In the pages to come, Ted Chapin doesn’t try to answer these unanswerable questions, which is one of many reasons his memoir is so illuminating. He really does take us all the way back in time to 1971 when he was a twenty-year-old college student hired as a production assistant—i.e., a gofer—by the director Harold Prince.
Follies
was not a legend yet; it was another big new Broadway musical in a day when every season still boasted a number of big new Broadway musicals. Sondheim, Prince, and Prince’s codirector, Michael Bennett, were rising young Turks and not yet the theatrical establishment they would become. Working from the detailed diary entries he kept at the time, Chapin resists superimposing the future of his characters and their project onto their past. He simply wants to tell us in real time how the show was put together from earliest conception to opening night (a story that is anything but simple). While he saw nearly everything and seems to have forgotten nothing, he never pours on the retrospective sentimentality that warps most backstage stories and those of Broadway musicals in particular. Nor does he gild his account with all the critical and cultist filigree that has attended
Follies
ever since. If there has ever been an account of the creation of a major Broadway production as complete, candid and apocrypha-free as this one, I have not found it.

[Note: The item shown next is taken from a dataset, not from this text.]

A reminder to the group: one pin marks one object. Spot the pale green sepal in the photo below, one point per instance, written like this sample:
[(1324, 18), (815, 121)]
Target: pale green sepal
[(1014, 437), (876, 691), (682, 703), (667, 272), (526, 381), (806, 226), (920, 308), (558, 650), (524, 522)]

What Chapin couldn’t know in 1971 is that he was capturing not just the assembling of one particular show but a representative example of a dying breed. Everything was still possible on Broadway, but just barely; nothing in
Follies
made economic sense. Original new musicals with 28 musicians in the pit, 140 lavish costumes, and casts of So would soon be abandoned by the commercial theater. (Bennett’s subsequent hit, the 1975
A Chorus Line,
was developed Off Broadway and was the antithesis of
Follies
in scale.) And while certain chapters in the
Follies
story are eternal—the chaotic rehearsals, the clashing temperaments, the opening night party clouded by mixed reviews—much of the production process that Chapin charts here was already on the brink of extinction. He was an eyewitness to the last gasp of a low-tech Broadway, where script changes still had to be laboriously mimeographed (rather than Xeroxed, word-processed, faxed, or e-mailed), where orchestra parts were still copied by hand, where weak singing voices could not yet be rescued by body mikes, and where unfathomably complex scenic and lighting effects were not yet guided by computer. Toss in a company as eccentric as it was large—with a vividly drawn cast ranging from insecure B–list Hollywood stars and ancient Broadway hands to neophyte Vegas showgirls—and you have a poignant snapshot of a showbiz civilization as distant from our time as 1971 was from the heyday of the Ziegfeld Follies.
Like Ted Chapin, I was also a minor college-age footnote to the
Follies
story (due to circumstances he’ll explain), but we would not meet each other until many years later. Once we did, I came to admire him for his management of the Rodgers & Hammerstein Organization but never imagined that he might also have been a first-class journalist. Then again, his account of what he saw in 1971, written from the deep perspective of an observer who is now the same age or older than many of the principals in his narrative, cannot accurately be called journalism. It is history, and everyone who loves the musical theater will be the wiser for it.
 
—Frank Rich
February 2003
 
Frank Rich is a columnist at the
New York Times,
where he was chief drama critic from 1980 to 1993.